Cavusoglu told state broadcaster TRT Haber the Turkish military operations in Iraq have always been against the outlawed Kurdistan Workers Party (PKK), saying the attack on Dohuk was also carried out by what he called terrorists.

Turkey regularly carries out air strikes in northern Iraq and has sent commandos to support its offensives as part of a long-running campaign in Iraq and Syria against militants of the Kurdish PKK and the Syrian Kurdish YPG militia. Ankara regards both as terrorist groups.

Cavusoglu said reports blaming Turkey for the attack were attempts by the PKK to hinder Ankara's counter-terrorism.

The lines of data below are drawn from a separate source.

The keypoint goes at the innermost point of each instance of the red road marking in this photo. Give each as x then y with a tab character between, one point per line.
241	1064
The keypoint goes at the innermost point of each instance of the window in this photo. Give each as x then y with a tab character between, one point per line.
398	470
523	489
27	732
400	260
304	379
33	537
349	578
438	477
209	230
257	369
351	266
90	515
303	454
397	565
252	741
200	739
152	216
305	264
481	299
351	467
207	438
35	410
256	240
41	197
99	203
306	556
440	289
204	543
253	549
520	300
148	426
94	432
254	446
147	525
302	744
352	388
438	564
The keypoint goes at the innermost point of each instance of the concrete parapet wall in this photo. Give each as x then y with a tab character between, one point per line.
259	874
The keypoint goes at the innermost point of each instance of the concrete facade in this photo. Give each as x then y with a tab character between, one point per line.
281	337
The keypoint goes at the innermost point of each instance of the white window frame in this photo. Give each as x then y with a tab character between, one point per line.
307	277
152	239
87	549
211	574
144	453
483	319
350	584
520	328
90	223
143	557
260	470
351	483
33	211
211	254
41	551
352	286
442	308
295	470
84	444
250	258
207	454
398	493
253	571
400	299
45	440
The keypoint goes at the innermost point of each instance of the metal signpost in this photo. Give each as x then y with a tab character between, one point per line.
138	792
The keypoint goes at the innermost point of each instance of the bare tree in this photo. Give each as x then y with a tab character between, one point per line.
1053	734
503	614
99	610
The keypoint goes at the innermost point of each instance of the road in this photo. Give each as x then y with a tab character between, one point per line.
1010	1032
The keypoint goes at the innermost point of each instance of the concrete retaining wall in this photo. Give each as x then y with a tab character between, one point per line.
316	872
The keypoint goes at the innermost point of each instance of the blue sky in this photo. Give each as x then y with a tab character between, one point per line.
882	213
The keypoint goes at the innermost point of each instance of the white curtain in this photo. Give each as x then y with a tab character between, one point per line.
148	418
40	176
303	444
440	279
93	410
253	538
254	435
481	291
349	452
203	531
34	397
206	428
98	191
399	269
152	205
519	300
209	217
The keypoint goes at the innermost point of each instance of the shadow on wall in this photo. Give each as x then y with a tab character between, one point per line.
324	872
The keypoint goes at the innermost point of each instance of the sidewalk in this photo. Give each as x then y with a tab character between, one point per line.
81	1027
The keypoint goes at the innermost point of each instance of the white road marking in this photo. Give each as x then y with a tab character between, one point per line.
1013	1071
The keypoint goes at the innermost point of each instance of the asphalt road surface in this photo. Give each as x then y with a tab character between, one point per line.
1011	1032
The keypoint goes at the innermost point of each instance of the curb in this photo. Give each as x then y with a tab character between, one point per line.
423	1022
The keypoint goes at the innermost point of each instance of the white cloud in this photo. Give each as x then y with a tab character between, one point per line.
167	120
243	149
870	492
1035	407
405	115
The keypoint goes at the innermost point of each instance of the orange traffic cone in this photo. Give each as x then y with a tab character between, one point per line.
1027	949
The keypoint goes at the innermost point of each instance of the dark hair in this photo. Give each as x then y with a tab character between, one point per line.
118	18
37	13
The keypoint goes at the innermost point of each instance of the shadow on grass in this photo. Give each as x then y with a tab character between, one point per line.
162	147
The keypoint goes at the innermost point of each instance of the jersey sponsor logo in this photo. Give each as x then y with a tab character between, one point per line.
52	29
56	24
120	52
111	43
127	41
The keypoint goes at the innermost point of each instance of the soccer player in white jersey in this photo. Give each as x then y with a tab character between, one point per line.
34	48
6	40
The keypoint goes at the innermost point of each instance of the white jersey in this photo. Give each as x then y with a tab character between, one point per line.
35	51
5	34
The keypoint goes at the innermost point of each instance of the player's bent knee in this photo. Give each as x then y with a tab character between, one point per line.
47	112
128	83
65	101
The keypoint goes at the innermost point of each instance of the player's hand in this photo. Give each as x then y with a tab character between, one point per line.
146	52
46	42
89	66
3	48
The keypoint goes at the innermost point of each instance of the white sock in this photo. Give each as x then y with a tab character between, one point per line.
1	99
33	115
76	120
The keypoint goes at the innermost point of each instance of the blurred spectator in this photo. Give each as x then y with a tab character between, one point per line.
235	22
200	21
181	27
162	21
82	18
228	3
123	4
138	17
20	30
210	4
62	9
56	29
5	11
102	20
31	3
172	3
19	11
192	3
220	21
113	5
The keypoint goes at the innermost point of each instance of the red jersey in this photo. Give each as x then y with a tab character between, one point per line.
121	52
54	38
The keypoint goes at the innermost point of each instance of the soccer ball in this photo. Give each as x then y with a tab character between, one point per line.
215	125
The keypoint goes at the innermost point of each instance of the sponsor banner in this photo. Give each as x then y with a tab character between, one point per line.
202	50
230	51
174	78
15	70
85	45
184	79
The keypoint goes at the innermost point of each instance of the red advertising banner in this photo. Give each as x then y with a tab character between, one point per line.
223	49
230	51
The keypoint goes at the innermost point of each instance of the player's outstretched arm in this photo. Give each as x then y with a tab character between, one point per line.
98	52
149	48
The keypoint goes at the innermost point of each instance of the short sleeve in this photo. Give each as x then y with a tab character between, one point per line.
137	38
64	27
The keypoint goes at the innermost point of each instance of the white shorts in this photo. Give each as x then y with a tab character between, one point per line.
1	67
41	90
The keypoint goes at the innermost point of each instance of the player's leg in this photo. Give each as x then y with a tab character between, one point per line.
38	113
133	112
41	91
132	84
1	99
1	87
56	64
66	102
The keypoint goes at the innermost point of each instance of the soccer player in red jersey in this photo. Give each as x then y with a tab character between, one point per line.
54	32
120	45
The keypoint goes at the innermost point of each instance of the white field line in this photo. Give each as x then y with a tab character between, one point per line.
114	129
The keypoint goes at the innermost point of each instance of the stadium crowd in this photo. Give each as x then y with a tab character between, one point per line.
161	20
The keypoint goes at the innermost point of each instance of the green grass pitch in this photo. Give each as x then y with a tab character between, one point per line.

"The whole world knows we would never carry out an attack on civilians," Cavusoglu said, adding the Turkish military had told his ministry that no such attack was carried out by Turkey.

"Following this attack, which we believe the (PKK) terrorist organisation carried out, we are ready to hold talks with Iraqi officials. We can cooperate for the curtain of fog to be lifted. Until that is lifted, it is not right to blame Turkey," he said.

The PKK took up arms against the Turkish state in 1984. More than 40,000 people have been killed in the conflict, which in the past was mainly focussed in southeast Turkey, where the PKK sought to create an ethnic homeland.

Dozens of Iraqis gathered on Wednesday outside the Turkish embassy in Baghdad to protest the attack. The top United Nations envoy to Iraq also condemned it and called for an investigation.

Cavusoglu said that while there were protests outside the embassy and other Turkish offices, there were no reports of damage or injuries.